Dentro del marco del carisma fundacional, el testimonio de vida y las obras de apostolado y promoción humana son igualmente necesarias; en efecto, ambas representan a Cristo y su acción salvífica.

«La vida religiosa, además, participa en la misión de Cristo con otro elemento particular y propio: la vida fraterna en comunidad para la misión. La vida religiosa será, pues, tanto más apostólica, cuanto más íntima sea la entrega al Señor Jesús, más fraterna la vida comunitaria y más ardiente el compromiso en la misión específica del instituto» (Vita consecrata VC 72). Toda la Iglesia cuenta mucho con el testimonio de comunidades llenas «de gozo y del Espíritu Santo» (Ac 13,52).

4. En una época de profundos cambios, la divina Providencia hizo que la madre Isabel Renzi percibiera, con intuición profética, algunas de las necesidades más profundas de la sociedad de su tiempo.
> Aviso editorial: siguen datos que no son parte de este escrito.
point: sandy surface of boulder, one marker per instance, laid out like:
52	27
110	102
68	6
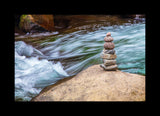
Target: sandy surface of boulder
95	84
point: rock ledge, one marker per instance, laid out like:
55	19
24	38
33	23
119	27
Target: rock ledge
95	84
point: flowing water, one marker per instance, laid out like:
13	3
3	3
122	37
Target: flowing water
43	62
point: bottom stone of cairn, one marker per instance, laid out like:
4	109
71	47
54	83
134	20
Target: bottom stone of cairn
109	68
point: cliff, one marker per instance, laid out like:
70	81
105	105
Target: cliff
95	84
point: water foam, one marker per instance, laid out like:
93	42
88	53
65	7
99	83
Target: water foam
32	74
Así, se dio cuenta de que el Señor le dirigía una nueva llamada. «Dios mismo la había trasplantado junto a los problemas de la juventud femenina de su tierra. Su regla de vida fue justamente la de abandonarse a Dios, para que él dispusiese los pasos y los tiempos para el desarrollo de la obra como a él le agradara» (Homilía para la beatificación, 18 de junio de 1989, n. 6: L'Osservatore Romano, edición en lengua española, 23 de junio de 1989, p. 2).
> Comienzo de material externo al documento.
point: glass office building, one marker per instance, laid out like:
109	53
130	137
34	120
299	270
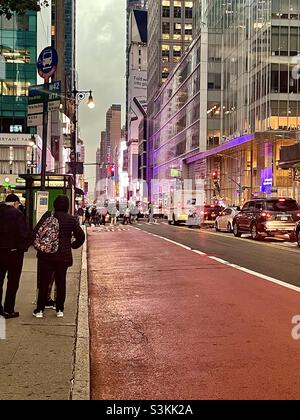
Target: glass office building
18	52
233	101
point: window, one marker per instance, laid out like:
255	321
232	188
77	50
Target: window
165	52
166	11
188	29
177	51
166	27
188	10
177	11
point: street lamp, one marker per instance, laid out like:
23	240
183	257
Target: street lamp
91	102
77	96
33	146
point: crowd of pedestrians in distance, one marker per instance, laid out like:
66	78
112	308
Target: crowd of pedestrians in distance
108	214
54	237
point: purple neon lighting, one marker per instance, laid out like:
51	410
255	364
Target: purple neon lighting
223	147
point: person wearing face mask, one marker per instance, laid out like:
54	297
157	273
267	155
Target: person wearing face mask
14	242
Vuestra fundadora sintió intensamente la llamada a testimoniar el amor de predilección de Dios a sus criaturas más humildes y necesitadas; y respondió con inteligencia profética, haciéndose madre, educadora y asistente. La Iglesia ha considerado siempre la educación como un elemento esencial de su misión, y el Sínodo sobre la vida consagrada lo reafirmó con fuerza. Por tanto, os invito encarecidamente a que también vosotras aprovechéis el tesoro de vuestro carisma originario y vuestras tradiciones, conscientes de que el amor preferencial a los pobres encuentra una expresión privilegiada en el servicio de la educación y la instrucción (cf. Vita consecrata VC 97).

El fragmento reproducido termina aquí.